# Light garment pretreat



## sodrisc (Apr 6, 2006)

i have managed to get my hands on some dupont light garment pretreat for some testing, but i have no idea how to use it, do people water it down a little before using? can you get by with just a hand pump sprayer/mister to apply it? 
how far away from the garment do you apply it? is it just a 10 - 15 second press once its been applied? 
can i do a load in advance of printing and do they keep for days/weeks after? 
any reason why it shouldnt work with other manufacturers ink? (nanojet, dtginks)


----------



## fdsales (Jul 1, 2007)

Check out this link, it has a section devoted to pretreatment:

http://www.multirip.com/dtg101.pdf


----------



## DirectSupply (Mar 19, 2008)

HI!

Here are the DuPont instructions for using the light garment pretreat:

1. Hang the garment up or lay it on flat surface to ensure even coverage. 
2. Using the spraying system, spray DuPont light pretreatment evenly on the area that is to be 
printed.
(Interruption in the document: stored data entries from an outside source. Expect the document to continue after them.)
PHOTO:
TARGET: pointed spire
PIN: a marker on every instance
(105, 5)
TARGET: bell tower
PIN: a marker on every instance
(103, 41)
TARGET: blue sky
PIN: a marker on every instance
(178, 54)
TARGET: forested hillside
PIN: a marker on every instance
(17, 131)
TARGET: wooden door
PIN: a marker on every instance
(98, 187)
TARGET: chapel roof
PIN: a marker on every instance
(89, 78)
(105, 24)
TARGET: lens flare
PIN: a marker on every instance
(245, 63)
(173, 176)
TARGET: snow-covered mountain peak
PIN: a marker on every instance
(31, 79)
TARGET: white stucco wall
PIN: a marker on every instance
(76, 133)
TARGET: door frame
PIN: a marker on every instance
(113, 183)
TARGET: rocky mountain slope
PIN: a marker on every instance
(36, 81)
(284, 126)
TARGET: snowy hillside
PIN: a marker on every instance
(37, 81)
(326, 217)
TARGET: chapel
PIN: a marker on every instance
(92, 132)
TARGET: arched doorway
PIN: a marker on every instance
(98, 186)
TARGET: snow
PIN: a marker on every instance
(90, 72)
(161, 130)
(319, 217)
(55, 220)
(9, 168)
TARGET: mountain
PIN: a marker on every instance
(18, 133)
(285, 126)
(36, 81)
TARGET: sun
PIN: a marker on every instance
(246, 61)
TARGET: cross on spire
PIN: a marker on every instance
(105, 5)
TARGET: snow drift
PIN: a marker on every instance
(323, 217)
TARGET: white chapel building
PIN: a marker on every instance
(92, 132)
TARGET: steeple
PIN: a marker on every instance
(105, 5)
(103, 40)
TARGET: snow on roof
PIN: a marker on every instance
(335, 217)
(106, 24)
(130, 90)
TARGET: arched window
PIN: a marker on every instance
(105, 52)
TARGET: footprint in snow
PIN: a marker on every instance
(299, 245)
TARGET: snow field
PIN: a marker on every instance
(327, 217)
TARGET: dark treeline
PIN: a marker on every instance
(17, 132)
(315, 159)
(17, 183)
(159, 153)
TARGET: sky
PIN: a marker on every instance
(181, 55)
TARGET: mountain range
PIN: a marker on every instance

The recommended coverage is 0.5- 0.6 ml/ in
For example, 10ml-15ml of DuPont light pretreatment is 
recommended for coverage of a typical area of 14in x 17in (35.5cm X 43cm). 
3. After spraying the garment, wipe with a towel uniformly to get even coverage. Dragging the 
towel across the pretreated area will help do this. 
4. For best image quality, drying the pretreated garment in a t-shirt press is preferred (170C for 
15 seconds under pressure). Using the press will matte down any fabric fibers as well as dry 
the pretreated garment. The resulting in a smooth printing surface will help image quality. 
5. The garment is now ready for printing on the pretreated area.

You can use the same method to apply the pretreat as you would for the dark garment pretreat.



Rod


----------



## sodrisc (Apr 6, 2006)

thanks for the replys. How about doing them in advance, would they store ok on a hangar for a week or two all pretreated up?


----------



## sunnydayz (Jun 22, 2007)

I probably would not store them for more than a week. What happens if you pretreat to far in advance is the moisture from the air gets back into the fabric and can cause the fabric fibers to lift back up. If you do them in advance make sure to put them on the heat press for a good 10 seconds before printing to make sure there is no moisture that has gotten back in the fabric. Hope this helps  Also another great light pretreatment is colorfast from us screen, you can also get it at equipment zone. It works really well and the washability is great with the fast color.


----------



## sodrisc (Apr 6, 2006)

thanks for the info, much appreciated.


----------



## JJfromJersey (Apr 17, 2008)

has anyone tried the light pretreat on tie dyed shirts?

I know sometimes light color pretreat can stay visable on colored tees leaving like a big discolored square on the tee, has anyone else encountered this problem


----------